Disclaimer: While this is written like a recipe, try not to think of it like one. Think of it as instructions for something that is really hard to screw up.  It could come out perfect, or just mediocre, but either way it’ll be edible.  Pasta works the same way.

Ingredients/Utensils: 1 pot with lid, mesh strainer, wooden spoon, 1 cup dry brown rice, 1.5-1.75c water or stock (I like a blend), a bit of olive oil and a pinch of salt.

  1. Wash the rice.
  2. Heat the oil (medium heat)
  3. Add the rice, stir. Stop when it starts to give off apleasant nutty aroma. This brings out a lot of natural flavor in the rice.
  4. Pour in the water/stock and salt.
  5. Bring to boil.
  6. Turn to low and cover
  7. 45 minutes (or so) – DO NOT DISTURB (lest you want a mushy grain)
  8. Check when it’s done. Tilt the pot carefully… any liquid left?  When the answer is no remove from heat and rest 10 minutes to cool.
  9. Taste a bite. Serve. Enjoy. Store.

This entry was written as a part of the Food Network’s Health Eats blog and their Healthy Every Week Challenge.


3 responses to “A Simple Grain

  1. Thanks J for my very own video/recipe.
    and thanks for making me part of your blog…
    even though it makes me seem a bit addlebrained.
    love you, Mom

  2. Congrats on moving into your own place!

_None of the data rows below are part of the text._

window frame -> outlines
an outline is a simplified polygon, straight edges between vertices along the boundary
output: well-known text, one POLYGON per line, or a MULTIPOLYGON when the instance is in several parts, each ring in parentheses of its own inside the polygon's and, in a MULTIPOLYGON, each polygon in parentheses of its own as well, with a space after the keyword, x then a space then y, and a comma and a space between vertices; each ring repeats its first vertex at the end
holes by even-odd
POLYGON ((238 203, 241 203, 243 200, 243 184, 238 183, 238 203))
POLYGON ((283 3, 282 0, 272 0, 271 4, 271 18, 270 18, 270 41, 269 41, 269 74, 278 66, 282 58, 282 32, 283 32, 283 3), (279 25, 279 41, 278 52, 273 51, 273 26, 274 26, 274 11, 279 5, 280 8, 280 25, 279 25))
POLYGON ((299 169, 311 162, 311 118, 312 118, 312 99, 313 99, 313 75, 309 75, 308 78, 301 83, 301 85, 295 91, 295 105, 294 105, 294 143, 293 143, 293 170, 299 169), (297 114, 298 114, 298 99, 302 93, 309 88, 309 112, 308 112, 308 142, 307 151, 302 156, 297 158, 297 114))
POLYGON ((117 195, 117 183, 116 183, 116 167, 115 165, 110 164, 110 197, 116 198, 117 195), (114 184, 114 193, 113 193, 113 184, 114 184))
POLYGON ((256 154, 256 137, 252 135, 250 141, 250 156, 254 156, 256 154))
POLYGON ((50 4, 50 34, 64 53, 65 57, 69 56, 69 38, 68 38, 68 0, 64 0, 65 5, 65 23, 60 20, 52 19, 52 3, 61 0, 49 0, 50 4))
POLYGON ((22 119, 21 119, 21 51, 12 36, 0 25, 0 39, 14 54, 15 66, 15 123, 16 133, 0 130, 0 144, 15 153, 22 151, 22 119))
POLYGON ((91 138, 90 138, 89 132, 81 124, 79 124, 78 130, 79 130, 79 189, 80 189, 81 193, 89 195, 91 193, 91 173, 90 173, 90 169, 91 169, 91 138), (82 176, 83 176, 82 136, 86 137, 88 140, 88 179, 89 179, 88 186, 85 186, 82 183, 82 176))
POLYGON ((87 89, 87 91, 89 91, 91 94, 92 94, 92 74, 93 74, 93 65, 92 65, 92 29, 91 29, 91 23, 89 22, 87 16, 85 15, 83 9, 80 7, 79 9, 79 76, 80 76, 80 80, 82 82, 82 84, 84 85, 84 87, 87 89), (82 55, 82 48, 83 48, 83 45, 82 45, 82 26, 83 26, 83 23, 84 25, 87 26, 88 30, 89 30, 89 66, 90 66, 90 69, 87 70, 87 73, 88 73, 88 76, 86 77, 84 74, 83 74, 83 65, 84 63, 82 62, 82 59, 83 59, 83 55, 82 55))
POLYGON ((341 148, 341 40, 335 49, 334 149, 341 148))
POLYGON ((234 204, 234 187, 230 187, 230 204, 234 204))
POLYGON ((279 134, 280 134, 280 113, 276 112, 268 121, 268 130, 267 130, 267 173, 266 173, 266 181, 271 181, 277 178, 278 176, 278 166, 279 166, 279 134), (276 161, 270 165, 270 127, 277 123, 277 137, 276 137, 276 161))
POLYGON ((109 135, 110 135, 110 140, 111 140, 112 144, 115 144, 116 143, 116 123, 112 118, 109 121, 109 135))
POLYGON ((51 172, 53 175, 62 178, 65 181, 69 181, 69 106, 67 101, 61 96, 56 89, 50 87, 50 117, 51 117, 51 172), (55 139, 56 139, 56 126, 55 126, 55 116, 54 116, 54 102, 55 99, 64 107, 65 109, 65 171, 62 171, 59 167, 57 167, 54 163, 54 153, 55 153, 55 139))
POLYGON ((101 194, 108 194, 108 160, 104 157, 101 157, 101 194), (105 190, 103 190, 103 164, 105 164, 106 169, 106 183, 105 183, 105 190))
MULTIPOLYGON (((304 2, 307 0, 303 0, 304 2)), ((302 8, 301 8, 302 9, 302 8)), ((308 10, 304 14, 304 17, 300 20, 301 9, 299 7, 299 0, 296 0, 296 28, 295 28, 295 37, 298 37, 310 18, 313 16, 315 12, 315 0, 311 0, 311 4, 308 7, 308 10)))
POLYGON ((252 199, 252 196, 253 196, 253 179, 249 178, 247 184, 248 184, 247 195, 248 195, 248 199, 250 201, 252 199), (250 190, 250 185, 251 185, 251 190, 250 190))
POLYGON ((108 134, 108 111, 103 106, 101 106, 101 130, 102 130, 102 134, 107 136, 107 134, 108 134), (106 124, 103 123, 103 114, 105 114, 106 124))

  3. I learned a variation on this from a Bowen Technique practitioner a number of years ago who said that he used four particular whole grains to cure his diabetes (same for his wife and several co-workers). And it’s delicious. His recipe was 1/4 cup brown rice, 1/4 cup quinoa (rinse well first), 1/4 oat groats, and 1/4 cup kamut wheat. He steamed the grains in water (1 cup grains to 2 cups water) for 70 minutes, but you can also cook them just like brown rice. He said he used these grains for everything, often two or three meals a day (with pasta, in soups, as a substitute for oatmeal, in any recipe using rice, etc.). I don’t have diabetes, but I love the grains.